Systemic lupus erythematous (SLE) is a multisystem autoimmune disease, with up to 50% of cases having cardiac involvement.1 Myocarditis is one of the cardiac presentations in SLE. Cardiac magnetic resonance imaging (cMRI) is a noninvasive diagnostic technique that provides evidence of acute myocardial inflammation by showing myocardial edema on T2-based imaging and myocardial injury on T1-based imaging. Pericardial effusion and abnormal wall motion are also supportive characteristics of myocarditis.2,3 Here we present the sequential cMRI in a case of lupus myocarditis.
A 41-year-old woman complained of SLE-related polyarthralgia, exertional dyspnea, and chest pain unrelated to exertion. Electrocardiography showed a heart rate of 91 beats per minute without the abnormal ST segment (Figure 1). No abnormal wall motion was seen through echocardiogram. Serum tests did not identify microbial infections and demonstrated a high serum troponin level of 7224 pg/mL, C-reactive protein of 1.79 mg/dL, and high SLE activity (Supplementary Table, available from the authors upon request). Cardiac catheterization showed unobstructed coronary arteries and a ventilation-perfusion scan did not identify pulmonary embolism. cMRI revealed the edema and enhancement of the anterior, lateral, and inferior walls of the left ventricle (LV; Figures 2A,B), with focal pericardial effusion and a calculated left ventricular ejection fraction (LVEF) of 73%. Myocarditis was diagnosed and the patient responded well to pulse methylprednisolone therapy. The follow-up cMRI in 10 months demonstrated delayed enhancement of the lateral wall, with focal fibrosis in the LV (Figure 2). Although decreased LVEF (50%) was found, the patient’s clinical presentation improved.
Electrocardiography shows a heart rate of 91 beats per minute without the abnormal ST segment.

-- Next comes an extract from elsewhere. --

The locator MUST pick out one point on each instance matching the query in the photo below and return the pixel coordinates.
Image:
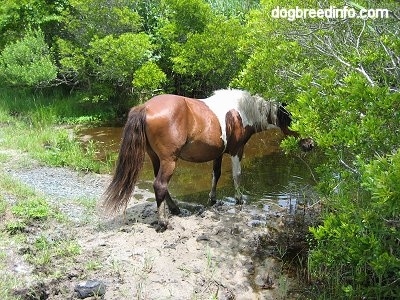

Cardiac magnetic resonance imaging (cMRI) of myocardial edema and injury. (A) The black arrowhead indicates increased myocardial enhancement at the anterior, lateral, and inferior walls of the LV on 2-chamber short-axis view. (B) The white arrowhead shows the delayed gadolinium enhancement of the lateral wall of LV at the follow-up cMRI in 10 months. LV: left ventricle; RV: right ventricle.
Footnotes
The authors declare no conflicts of interest relevant to this article. The clinical research was approved by Tri-Service General Hospital, Taiwan (TSGHIRB no.: 1-106-05-132). The authors have obtained the patient’s written informed consent to publish the material.